When is a Backup Not a Backup (and When is it)
There’s been a lot of debate regarding backups vs. snapshots lately, and this is a common conversation we have with customers and prospects. This debate usually either directly or obliquely claims that SimpliVity doesn’t have “true” backups. I’m going to spend a bit of time discussing SimpliVity’s own technology — which is what matters to our customers — not any of our competitors’ technology.
Let’s start by defining why backups are necessary in every IT shop. This one should be fairly obvious, but backups make it possible to replace lost or damaged data. This loss or damage can happen at multiple levels:
- the loss of one or more files due to a careless deletion, malware, or ransomware;
- the loss of one or more VMs;
- the loss of an individual component like a hard drive;
- the loss of a system node like a disk shelf or hyperconverged infrastructure node;
- the loss of an entire system or array;
- or the loss of an entire physical site.
A secondary reason in addition to recovering from this loss of data is to provide the ability to return to different points of time. This can help in situations where the loss or corruption may have gone unnoticed for an undetermined amount of time. It can also help in situations where a previous copy of data can be useful for testing or verification.
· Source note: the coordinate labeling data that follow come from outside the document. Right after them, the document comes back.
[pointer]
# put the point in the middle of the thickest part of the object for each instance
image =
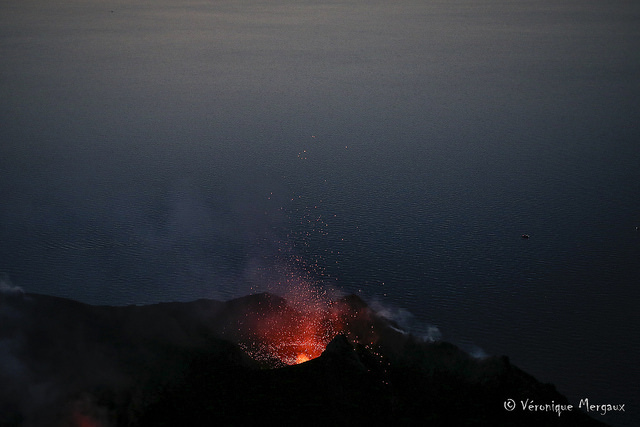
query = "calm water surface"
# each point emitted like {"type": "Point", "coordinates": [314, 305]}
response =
{"type": "Point", "coordinates": [163, 150]}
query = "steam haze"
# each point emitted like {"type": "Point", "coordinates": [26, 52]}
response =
{"type": "Point", "coordinates": [162, 151]}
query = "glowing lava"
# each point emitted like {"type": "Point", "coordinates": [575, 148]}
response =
{"type": "Point", "coordinates": [292, 330]}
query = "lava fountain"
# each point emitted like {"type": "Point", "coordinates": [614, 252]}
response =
{"type": "Point", "coordinates": [293, 329]}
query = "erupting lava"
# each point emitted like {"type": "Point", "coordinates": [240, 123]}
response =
{"type": "Point", "coordinates": [294, 330]}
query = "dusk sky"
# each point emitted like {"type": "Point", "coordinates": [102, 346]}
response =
{"type": "Point", "coordinates": [165, 150]}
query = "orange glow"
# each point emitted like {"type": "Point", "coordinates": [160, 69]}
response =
{"type": "Point", "coordinates": [302, 358]}
{"type": "Point", "coordinates": [296, 332]}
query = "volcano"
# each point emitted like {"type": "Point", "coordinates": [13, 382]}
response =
{"type": "Point", "coordinates": [255, 359]}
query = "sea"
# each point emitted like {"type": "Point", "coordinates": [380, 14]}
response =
{"type": "Point", "coordinates": [469, 167]}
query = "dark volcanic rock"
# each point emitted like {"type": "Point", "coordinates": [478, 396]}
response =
{"type": "Point", "coordinates": [65, 363]}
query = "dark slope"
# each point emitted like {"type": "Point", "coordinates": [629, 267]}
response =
{"type": "Point", "coordinates": [65, 363]}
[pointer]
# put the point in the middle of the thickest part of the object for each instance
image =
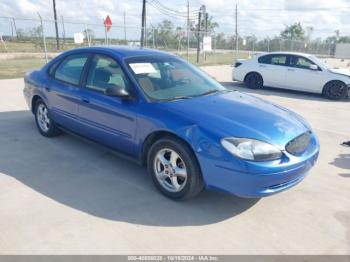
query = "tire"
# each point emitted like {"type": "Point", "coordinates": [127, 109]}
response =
{"type": "Point", "coordinates": [254, 81]}
{"type": "Point", "coordinates": [335, 90]}
{"type": "Point", "coordinates": [45, 124]}
{"type": "Point", "coordinates": [174, 169]}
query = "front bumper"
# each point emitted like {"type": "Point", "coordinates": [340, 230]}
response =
{"type": "Point", "coordinates": [258, 179]}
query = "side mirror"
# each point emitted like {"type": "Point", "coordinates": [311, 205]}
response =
{"type": "Point", "coordinates": [117, 91]}
{"type": "Point", "coordinates": [313, 67]}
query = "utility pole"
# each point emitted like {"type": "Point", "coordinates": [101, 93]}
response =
{"type": "Point", "coordinates": [143, 22]}
{"type": "Point", "coordinates": [56, 27]}
{"type": "Point", "coordinates": [63, 29]}
{"type": "Point", "coordinates": [205, 14]}
{"type": "Point", "coordinates": [236, 32]}
{"type": "Point", "coordinates": [124, 27]}
{"type": "Point", "coordinates": [188, 29]}
{"type": "Point", "coordinates": [43, 35]}
{"type": "Point", "coordinates": [14, 25]}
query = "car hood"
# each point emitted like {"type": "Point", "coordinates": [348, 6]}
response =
{"type": "Point", "coordinates": [340, 71]}
{"type": "Point", "coordinates": [241, 115]}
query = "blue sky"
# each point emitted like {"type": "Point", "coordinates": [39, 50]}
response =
{"type": "Point", "coordinates": [259, 17]}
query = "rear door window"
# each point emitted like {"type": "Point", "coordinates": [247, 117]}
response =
{"type": "Point", "coordinates": [70, 69]}
{"type": "Point", "coordinates": [266, 59]}
{"type": "Point", "coordinates": [300, 62]}
{"type": "Point", "coordinates": [105, 73]}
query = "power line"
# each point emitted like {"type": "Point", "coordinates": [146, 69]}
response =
{"type": "Point", "coordinates": [170, 12]}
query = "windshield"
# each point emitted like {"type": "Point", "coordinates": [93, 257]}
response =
{"type": "Point", "coordinates": [169, 78]}
{"type": "Point", "coordinates": [319, 62]}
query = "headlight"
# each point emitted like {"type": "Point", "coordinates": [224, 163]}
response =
{"type": "Point", "coordinates": [251, 149]}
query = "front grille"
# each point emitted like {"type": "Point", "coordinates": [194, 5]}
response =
{"type": "Point", "coordinates": [299, 144]}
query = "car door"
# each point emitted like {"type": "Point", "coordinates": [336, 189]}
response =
{"type": "Point", "coordinates": [301, 77]}
{"type": "Point", "coordinates": [107, 119]}
{"type": "Point", "coordinates": [62, 91]}
{"type": "Point", "coordinates": [273, 69]}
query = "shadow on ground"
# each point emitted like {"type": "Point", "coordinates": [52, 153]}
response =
{"type": "Point", "coordinates": [270, 91]}
{"type": "Point", "coordinates": [343, 162]}
{"type": "Point", "coordinates": [90, 178]}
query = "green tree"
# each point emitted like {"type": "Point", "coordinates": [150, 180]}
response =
{"type": "Point", "coordinates": [293, 32]}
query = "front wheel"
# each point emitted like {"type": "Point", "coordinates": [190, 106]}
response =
{"type": "Point", "coordinates": [335, 90]}
{"type": "Point", "coordinates": [254, 81]}
{"type": "Point", "coordinates": [174, 169]}
{"type": "Point", "coordinates": [43, 120]}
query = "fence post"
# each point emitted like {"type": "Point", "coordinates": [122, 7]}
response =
{"type": "Point", "coordinates": [43, 34]}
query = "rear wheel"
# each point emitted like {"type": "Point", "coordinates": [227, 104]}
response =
{"type": "Point", "coordinates": [254, 81]}
{"type": "Point", "coordinates": [43, 120]}
{"type": "Point", "coordinates": [335, 90]}
{"type": "Point", "coordinates": [174, 169]}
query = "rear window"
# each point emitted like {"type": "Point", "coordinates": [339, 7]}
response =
{"type": "Point", "coordinates": [279, 60]}
{"type": "Point", "coordinates": [266, 59]}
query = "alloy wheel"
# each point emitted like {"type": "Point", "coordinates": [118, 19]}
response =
{"type": "Point", "coordinates": [170, 170]}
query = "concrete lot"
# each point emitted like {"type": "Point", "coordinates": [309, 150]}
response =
{"type": "Point", "coordinates": [64, 195]}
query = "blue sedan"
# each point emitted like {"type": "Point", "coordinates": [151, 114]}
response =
{"type": "Point", "coordinates": [190, 132]}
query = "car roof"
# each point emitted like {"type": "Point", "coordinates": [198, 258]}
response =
{"type": "Point", "coordinates": [123, 51]}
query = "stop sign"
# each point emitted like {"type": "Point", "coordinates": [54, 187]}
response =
{"type": "Point", "coordinates": [108, 23]}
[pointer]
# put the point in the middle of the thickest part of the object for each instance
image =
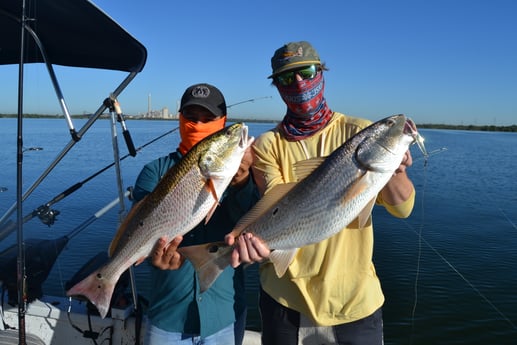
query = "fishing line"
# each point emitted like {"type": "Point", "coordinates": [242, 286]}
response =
{"type": "Point", "coordinates": [419, 255]}
{"type": "Point", "coordinates": [461, 275]}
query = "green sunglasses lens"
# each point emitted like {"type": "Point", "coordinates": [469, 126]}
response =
{"type": "Point", "coordinates": [287, 78]}
{"type": "Point", "coordinates": [308, 72]}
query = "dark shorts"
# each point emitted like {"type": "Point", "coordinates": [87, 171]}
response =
{"type": "Point", "coordinates": [280, 326]}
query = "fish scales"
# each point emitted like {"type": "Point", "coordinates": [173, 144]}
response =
{"type": "Point", "coordinates": [184, 196]}
{"type": "Point", "coordinates": [340, 190]}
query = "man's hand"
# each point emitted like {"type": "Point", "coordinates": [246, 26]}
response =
{"type": "Point", "coordinates": [407, 161]}
{"type": "Point", "coordinates": [165, 255]}
{"type": "Point", "coordinates": [241, 177]}
{"type": "Point", "coordinates": [247, 249]}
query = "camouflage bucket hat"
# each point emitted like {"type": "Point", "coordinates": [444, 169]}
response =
{"type": "Point", "coordinates": [293, 55]}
So what is it any vendor needs to provide in a backup product or feature? Obviously, based on the above details, having the ability to keep multiple points in time for a well-defined retention period, and being able to restore this data quickly is critical. In order to do this, you need to ensure that the backup is safely stored outside the fault domain you are aiming to protect. For example, RAID works great to handle the loss of a single hard disk drive, whereas storing the full set of VM data on two separate nodes is critical for surviving the loss of an entire node. If you’re worried about the loss of an entire site, then storing your data at a second physical location is the proper strategy. In this last case, having an efficient way to complete the replication of the backups to the remote site in a reasonable period of time can be a major concern. While not a core requirement, being able to have the data as close as possible for quick restoration is a very nice to have in order to reduce recovery time.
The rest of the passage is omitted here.